I have got a hint, set $\displaystyle e^x = t$, but unfortunately that does not help me much. - Feb 10th 2010, 06:18 AMfelper
i think that it must be $\displaystyle e^x-e^{-x}=a$. Am i correct?

- Feb 10th 2010, 06:26 AMSabo
Doh! Yes, you are right. I have edited the post.

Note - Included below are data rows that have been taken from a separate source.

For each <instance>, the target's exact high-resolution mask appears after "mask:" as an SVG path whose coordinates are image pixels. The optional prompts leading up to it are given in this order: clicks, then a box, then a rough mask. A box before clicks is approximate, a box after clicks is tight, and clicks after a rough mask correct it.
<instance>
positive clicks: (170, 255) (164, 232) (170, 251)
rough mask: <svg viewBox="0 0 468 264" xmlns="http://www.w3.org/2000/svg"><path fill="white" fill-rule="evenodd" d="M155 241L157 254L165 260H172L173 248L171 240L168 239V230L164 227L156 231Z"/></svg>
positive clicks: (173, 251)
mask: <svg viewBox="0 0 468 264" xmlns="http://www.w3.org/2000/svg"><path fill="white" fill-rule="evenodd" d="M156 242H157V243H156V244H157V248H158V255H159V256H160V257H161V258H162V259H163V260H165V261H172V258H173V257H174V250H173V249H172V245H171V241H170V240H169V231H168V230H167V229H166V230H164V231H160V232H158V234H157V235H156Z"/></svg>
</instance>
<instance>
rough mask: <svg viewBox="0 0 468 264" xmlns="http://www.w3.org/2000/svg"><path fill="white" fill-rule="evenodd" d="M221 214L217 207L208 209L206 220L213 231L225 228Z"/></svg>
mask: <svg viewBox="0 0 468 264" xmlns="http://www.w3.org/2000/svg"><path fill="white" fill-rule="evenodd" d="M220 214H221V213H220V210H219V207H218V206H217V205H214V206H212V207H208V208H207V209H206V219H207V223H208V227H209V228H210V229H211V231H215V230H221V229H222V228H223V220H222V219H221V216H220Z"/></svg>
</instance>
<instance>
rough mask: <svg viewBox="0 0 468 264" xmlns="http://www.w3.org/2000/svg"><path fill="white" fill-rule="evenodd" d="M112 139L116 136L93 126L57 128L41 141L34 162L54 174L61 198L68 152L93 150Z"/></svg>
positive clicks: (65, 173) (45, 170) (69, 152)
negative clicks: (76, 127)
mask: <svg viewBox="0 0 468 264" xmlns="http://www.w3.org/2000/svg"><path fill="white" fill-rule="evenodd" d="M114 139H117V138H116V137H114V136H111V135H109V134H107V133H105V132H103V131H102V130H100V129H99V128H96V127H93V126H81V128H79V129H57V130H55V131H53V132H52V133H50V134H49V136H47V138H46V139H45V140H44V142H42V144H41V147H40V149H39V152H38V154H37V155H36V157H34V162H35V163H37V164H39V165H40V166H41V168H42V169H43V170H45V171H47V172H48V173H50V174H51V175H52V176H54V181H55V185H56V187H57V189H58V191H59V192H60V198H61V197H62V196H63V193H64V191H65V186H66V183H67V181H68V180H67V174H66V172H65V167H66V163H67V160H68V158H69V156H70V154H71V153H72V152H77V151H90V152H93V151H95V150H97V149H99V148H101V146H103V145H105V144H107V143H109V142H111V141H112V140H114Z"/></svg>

- Feb 10th 2010, 06:28 AMdanielomalmsteen
- Feb 10th 2010, 06:28 AMfelper
Ahaa! That equation is well know. Now, i'll give you some help:

$\displaystyle e^x+e^{-x}=a$

Let be $\displaystyle e^x=t \implies e^{-x}= \dfrac{1}{t}$ then the equation transform to

$\displaystyle t+\dfrac{1}{t}=a$

Multiplying by t both sides:

$\displaystyle t^2+1=at$

can you finish it? - Feb 10th 2010, 06:48 AMSabo
Well, I guess it would go something along the lines of

$\displaystyle t^2 -at + 1 = 0$

$\displaystyle (t-\dfrac{a}{2})^2 - \dfrac{a^2+4}{4} = 0$

$\displaystyle (t-\dfrac{a}{2})^2 = \dfrac{a^2+4}{4}$

$\displaystyle t-\dfrac{a}{2} = +-\sqrt{\dfrac{a^2+4}{4}}$

$\displaystyle t = \dfrac{a +- \sqrt{a^2+4}}{2}$

For some reason I don't think that's the end of it though... - Feb 10th 2010, 06:52 AMdanielomalmsteen
now remember that $\displaystyle e^x>0$

- Feb 10th 2010, 06:53 AMfelper
- Feb 10th 2010, 07:21 AMSabo
Hmm...

$\displaystyle t = e^x = \dfrac{a+-\sqrt{a^2+4}}{2} \implies x = \ln(\dfrac{a+-\sqrt{a^2+4}}{2})$

I guess that can be considered a solution? Or? If it is, can we simplify it further?